# This Source Code Form is subject to the terms of the Mozilla Public
# License, v. 2.0. If a copy of the MPL was not distributed with this
# file, You can obtain one at http://mozilla.org/MPL/2.0/.

Rough notes on setting up this test app. jrgm@netscape.com 2001/08/05

1) this is intended to be run as a mod_perl application under an Apache web
   server. [It is possible to run it as a cgi-bin, but then you will be paying
   the cost of forking perl and re-compiling all the required modules on each
   page load].

2) it should be possible to run this under Apache on win32, but I expect that
   there are *nix-oriented assumptions that have crept in. (You would also need
   a replacement for Time::HiRes, probably by using Win32::API to directly
   call into the system to Windows 'GetLocalTime()'.)

3) You need to have a few "non-standard" Perl Modules installed. This script
   will tell you which ones are not installed (let me know if I have left some
   out of this test).

--8<--------------------------------------------------------------------
#!/usr/bin/perl 
my @modules = qw{
    LWP::UserAgent   SQL::Statement     Text::CSV_XS      DBD::CSV          
    DBI              Time::HiRes        CGI::Request      URI               
    MIME::Base64     HTML::Parser       HTML::Tagset      Digest::MD5      
    };
for (@modules) {
    printf "%20s", $_;
    eval "use $_;";
    if ($@) {
        print ", I don't have that.\n";
    } else {
        print ", version: ", eval "\$" . "$_" . "::VERSION", "\n";
    }
}
--8<--------------------------------------------------------------------

   For modules that are missing, you can find them at http://www.cpan.org/.
   Download the .tar.gz files you need, and then (for the most part) just 
   do 'perl Makefile.PL; make; make test; make install'.

   [Update: 28-Mar-2003] I recently installed Redhat 7.2, as server, which
   installed Apache 1.3.20 with mod_perl 1.24 and perl 5.6.0. I then ran the
   CPAN shell (`perl -MCPAN -e shell') and after completing configuration, I
   did 'install Bundle::CPAN', 'install Bundle::LWP' and 'install DBI' to
   upgrade tose modules and their dependencies. These instructions work on OSX
   as well, make sure you run the CPAN shell with sudo so you have sufficient
   privs to install the files.

   CGI::Request seems to have disappeared from CPAN, but you can get a copy
   from <http://stein.cshl.org/WWW/software/CGI::modules/> and then install
   with the standard `perl Makefile.PL; make; make test; make install'.

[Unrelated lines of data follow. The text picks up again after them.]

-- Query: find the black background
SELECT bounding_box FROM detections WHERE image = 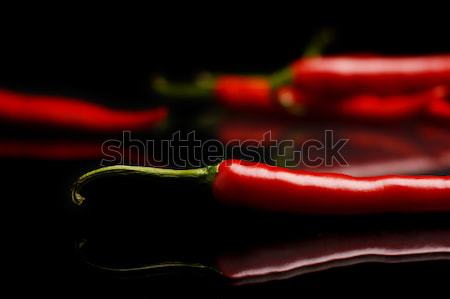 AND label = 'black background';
[0,8,450,296]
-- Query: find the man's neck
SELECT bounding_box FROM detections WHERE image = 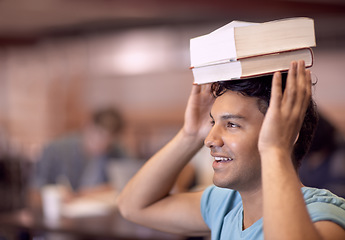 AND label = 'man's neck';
[240,188,263,230]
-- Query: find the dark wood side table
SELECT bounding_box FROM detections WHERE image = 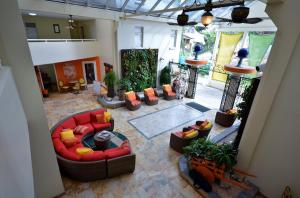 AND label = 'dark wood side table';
[94,131,113,150]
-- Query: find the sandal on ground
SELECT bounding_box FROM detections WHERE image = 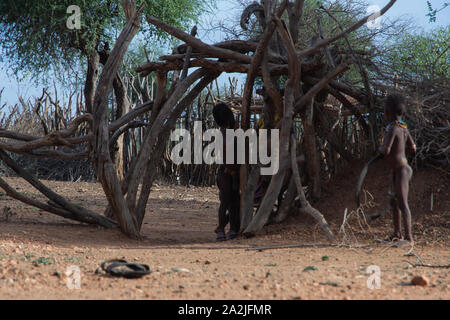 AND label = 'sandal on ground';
[216,230,227,241]
[227,230,238,240]
[384,233,402,242]
[100,259,151,279]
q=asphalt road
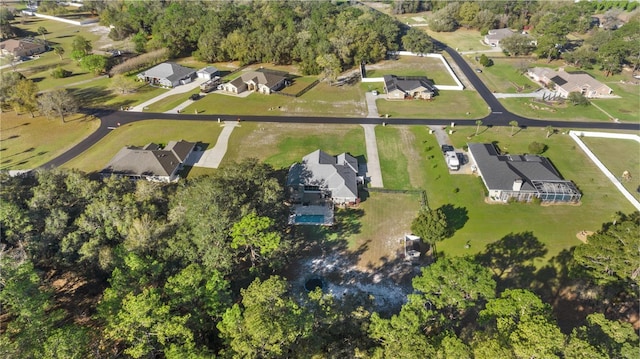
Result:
[41,42,640,168]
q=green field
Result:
[581,137,640,200]
[63,120,222,172]
[0,112,100,170]
[185,82,367,117]
[376,126,633,265]
[376,90,489,119]
[367,56,456,85]
[222,123,366,169]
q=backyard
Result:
[581,137,640,200]
[63,120,222,172]
[376,90,489,119]
[0,112,100,170]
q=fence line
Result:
[569,131,640,211]
[364,187,429,207]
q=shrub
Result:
[51,66,71,79]
[529,141,547,155]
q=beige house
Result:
[100,140,196,183]
[0,38,47,57]
[527,67,613,98]
[221,71,287,95]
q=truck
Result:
[444,151,460,171]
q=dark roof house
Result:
[138,62,196,87]
[383,75,436,100]
[287,150,359,204]
[468,143,581,203]
[100,140,195,182]
[222,71,287,95]
[0,38,47,57]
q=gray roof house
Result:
[287,150,360,205]
[100,140,195,182]
[138,62,196,87]
[527,67,613,98]
[196,66,220,80]
[468,143,581,203]
[222,71,287,95]
[383,75,436,100]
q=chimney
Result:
[513,178,522,192]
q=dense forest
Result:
[0,167,640,358]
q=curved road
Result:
[41,42,640,168]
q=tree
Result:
[475,120,482,136]
[544,126,556,138]
[500,34,535,56]
[479,289,564,358]
[71,35,93,61]
[509,120,518,137]
[567,91,589,106]
[217,276,312,358]
[10,79,38,118]
[411,207,450,255]
[109,75,137,95]
[231,211,280,266]
[38,88,78,122]
[480,54,493,67]
[402,27,433,54]
[80,55,107,75]
[53,46,64,60]
[316,54,342,83]
[574,212,640,293]
[38,26,49,42]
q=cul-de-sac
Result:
[0,0,640,359]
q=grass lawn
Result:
[0,112,100,170]
[424,127,633,264]
[63,120,222,174]
[222,123,366,169]
[13,17,105,90]
[467,56,540,93]
[367,56,456,85]
[500,97,610,121]
[348,192,420,268]
[185,82,367,117]
[376,90,489,119]
[582,137,640,200]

   To install the SQL::Statement, Text::CSV_XS, and DBD::CSV modules, there is
   a bundle available on CPAN, so you can use the CPAN shell and just enter
   'install Bundle::DBD::CSV'.

   At the end of this, the output for the test program above was the
   following.  (Note: you don't necessarily have to have the exact version
   numbers for these modules, as far as I know, but something close would be
   safest).

      LWP::UserAgent, version: 2.003
      SQL::Statement, version: 1.005
        Text::CSV_XS, version: 0.23
            DBD::CSV, version: 0.2002
                 DBI, version: 1.35
         Time::HiRes, version: 1.43
        CGI::Request, version: 2.75
                 URI, version: 1.23
        MIME::Base64, version: 2.18
        HTML::Parser, version: 3.27
        HTML::Tagset, version: 3.03
         Digest::MD5, version: 2.24

4) There is code to draw a sorted graph of the final results, but I have
   disabled the place in 'report.pl' where its use would be triggered (look
   for the comment). This is so that you can run this without having gone
   through the additional setup of the 'gd' library, and the modules GD and
   GD::Graph. If you have those in place, you can turn this on by just
   reenabling the print statement in report.pl

   [Note - 28-Mar-2003: with Redhat 7.2, libgd.so.1.8.4 is preinstalled to
   /usr/lib. The current GD.pm modules require libgd 2.0.5 or higher, but you
   use 1.8.4 if you install GD.pm version 1.40, which is available at
   <http://stein.cshl.org/WWW/software/GD/old/GD-1.40.tar.gz>. Just do 'perl
   Makefile.PL; make; make install' as usual. I chose to build with JPEG
   support, but without FreeType, XPM and GIF support. I had a test error when
   running 'make test', but it works fine for my purposes. I then installed
   'GD::Text' and 'GD::Graph' from the CPAN shell.]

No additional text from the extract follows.